まずは基本操作として「自動フィルター」を覚えよう。自動フィルターはExcelの「データ」タブにある「フィルター」ボタンをクリックすることで設定できる。この操作により、各列の見出しにドロップダウンリストが表示されて、列ごとに特定の条件でデータを絞り込むことが可能になる。

  • 「データ」タブ→「フィルター」ボタンを押す

    「データ」タブ→「フィルター」ボタンを押す

  • 列に表示されたフィルター

    列に表示されたフィルター

自動フィルターは膨大なデータの中から必要な情報を素早く抽出するのに適しており、特定の数値やテキストのみを表示するなど、柔軟なデータ管理を支援する便利な機能だ。

特定の値でフィルタリングする方法

列に含まれる特定の値や条件を基にデータを絞り込むことができる。例えば、売上が50以上のデータのみを抽出したり、特定の部門のデータだけを表示したりする場合に利用する。

  • 「テキストフィルター」に絞り込みたいテキストを入力

    「テキストフィルター」に絞り込みたいテキストを入力

  • 表示がフィルタリングされたデータのみに絞り込まれる

    表示がフィルタリングされたデータのみに絞り込まれる

フィルターを適用したい列のドロップダウンリストを開き、リストから希望の値を選択するか、「数値フィルター」や「テキストフィルター」を使用して条件を設定する。この機能により、膨大なデータの中から必要な情報を的確に抽出し、効率的なデータ管理が可能となる。

複数条件によるフィルター設定

複数の条件を組み合わせてデータをさらに細かく絞り込むことができる。例えば、「売上が50以上かつ在庫が100以上」といった条件で、両方の基準を満たすデータのみを抽出できる。

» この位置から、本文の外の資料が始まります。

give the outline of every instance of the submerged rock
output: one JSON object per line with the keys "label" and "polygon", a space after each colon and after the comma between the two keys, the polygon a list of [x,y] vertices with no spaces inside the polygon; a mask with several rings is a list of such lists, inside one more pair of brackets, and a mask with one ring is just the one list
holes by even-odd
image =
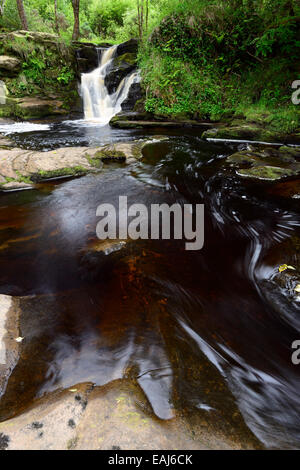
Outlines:
{"label": "submerged rock", "polygon": [[22,98],[16,104],[15,114],[24,119],[38,119],[65,114],[63,101],[41,98]]}
{"label": "submerged rock", "polygon": [[300,162],[293,156],[296,154],[297,151],[289,152],[286,147],[253,149],[230,155],[226,161],[237,167],[236,173],[239,176],[275,181],[300,174]]}
{"label": "submerged rock", "polygon": [[0,295],[0,396],[19,356],[19,302]]}
{"label": "submerged rock", "polygon": [[142,157],[145,145],[164,136],[152,136],[102,147],[67,147],[49,152],[0,148],[0,188],[29,189],[33,183],[100,171],[106,162],[131,163]]}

  • 複数の列を選択してから「フォルター」ボタンを押す

    複数の列を選択してから「フィルター」ボタンを押す

  • 列ごとにフィルターを設定

    列ごとにフィルターを設定

  • 列ごとにフィルターを設定

    列ごとにフィルターを設定

  • 複数のフィルターにって絞り込まれた状態

    複数のフィルターにって絞り込まれた状態

フィルターを適用したい列のドロップダウンリストから「数値フィルター」や「テキストフィルター」を選択し、必要な条件を入力する。これにより、特定の条件を組み合わせた複雑なデータ抽出が可能となり、業務上の分析や整理をより効率的に行うことができる。

フィルタークリアの方法

フィルタリング後にデータを元の状態に戻したい場合は、フィルターのクリアを行う。「データ」タブから「フィルターのクリア」ボタンをクリックするとすべての列に適用されていたフィルター条件が解除され、すべてのデータが再び表示されるようになる。

  • 「データ」タブ→「フィルターのクリア」ボタンを選択する

    「データ」タブ→「フィルターのクリア」ボタンを選択する

  • 設定したフィルターがクリアされて表示がもとに戻った状態

    設定したフィルターがクリアされて表示がもとに戻った状態

特定の列だけをクリアしたい場合には、その列のフィルタードロップダウンをクリックし、「◯◯~フィルターのクリア」を選択することで、他の列に設定されたフィルター条件を維持しながら、一部のフィルターのみを解除できる。このように、フィルタークリアの操作を使い分けることで、データを柔軟に管理しながら必要な情報を効率よく整理できる。